Background Cancer anorexia-cachexia is a frequent, debilitating and life-threatening condition in which altered metabolism and reduced food intake contribute to weight loss (mainly due to lean body mass [LBM] loss), which cannot be reverted by conventional nutritional support. Safe/effective treatments for cancer cachexia remain an unmet need. The hunger hormone ghrelin has been shown to activate key pathways in the regulation of body composition. Anamorelin (ANAM) is a novel, selective, oral ghrelin receptor agonist with appetiteenhancing and anabolic activity. Anamorelin is currently being investigated in phase III studies for the treatment of anorexia-cachexia in advanced non-small cell lung cancer (also known as the ROMANA program). Material and Methods Eighty-two patients with advanced cancer, ECOG performance score ≤ 2 and weight loss 5% within prior 6 months were treated with placebo (n=36) or 50mg anamorelin (n=38) once daily for 12 weeks. Body composition by DXA, handgrip strength (HGS) and Quality of Life (QoL; ASAS scale) were assessed at baseline, 4, 8 and 12 weeks.

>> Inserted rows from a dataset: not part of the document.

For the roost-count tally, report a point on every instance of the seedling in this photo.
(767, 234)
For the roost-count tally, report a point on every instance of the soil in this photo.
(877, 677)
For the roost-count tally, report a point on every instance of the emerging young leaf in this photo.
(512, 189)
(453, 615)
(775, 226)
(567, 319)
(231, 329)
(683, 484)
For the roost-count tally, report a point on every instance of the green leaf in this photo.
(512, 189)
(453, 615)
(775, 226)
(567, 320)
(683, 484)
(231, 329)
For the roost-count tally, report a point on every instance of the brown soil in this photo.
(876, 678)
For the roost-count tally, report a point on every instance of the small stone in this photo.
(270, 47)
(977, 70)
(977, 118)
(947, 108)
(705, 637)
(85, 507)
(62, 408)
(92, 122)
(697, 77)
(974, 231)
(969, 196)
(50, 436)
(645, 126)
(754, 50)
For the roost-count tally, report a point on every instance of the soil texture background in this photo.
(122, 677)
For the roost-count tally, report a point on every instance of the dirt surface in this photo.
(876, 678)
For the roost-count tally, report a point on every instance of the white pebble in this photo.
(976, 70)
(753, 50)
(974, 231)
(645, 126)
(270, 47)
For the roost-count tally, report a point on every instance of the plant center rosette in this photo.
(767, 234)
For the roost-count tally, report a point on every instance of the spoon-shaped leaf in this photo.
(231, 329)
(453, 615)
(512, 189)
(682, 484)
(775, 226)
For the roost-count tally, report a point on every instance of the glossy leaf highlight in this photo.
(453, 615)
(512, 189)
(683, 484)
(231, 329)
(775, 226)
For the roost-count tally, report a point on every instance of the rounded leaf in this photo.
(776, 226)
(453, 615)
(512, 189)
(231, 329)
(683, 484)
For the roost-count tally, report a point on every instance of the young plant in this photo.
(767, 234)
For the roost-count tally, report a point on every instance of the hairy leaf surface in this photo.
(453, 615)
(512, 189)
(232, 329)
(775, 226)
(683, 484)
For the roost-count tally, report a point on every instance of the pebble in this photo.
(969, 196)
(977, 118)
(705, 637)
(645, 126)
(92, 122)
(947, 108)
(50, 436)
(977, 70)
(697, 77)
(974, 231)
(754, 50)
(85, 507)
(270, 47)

Solid tumors represented prevalent malignancy (>93%) with no difference in cancer types between treatment groups. Results Treatment with anamorelin for 12 weeks significantly increased total body mass (TBM) and LBM. Increases in LBM and TBM in anamorelin-treated patients were strongly correlated (r 2 =0.7249, p< 0.0001). Anamorelin treatment improvements in HGS and QoL were previously presented [1]. Anamorelin was well tolerated, and types and prevalence of AEs were similar between treatment arms.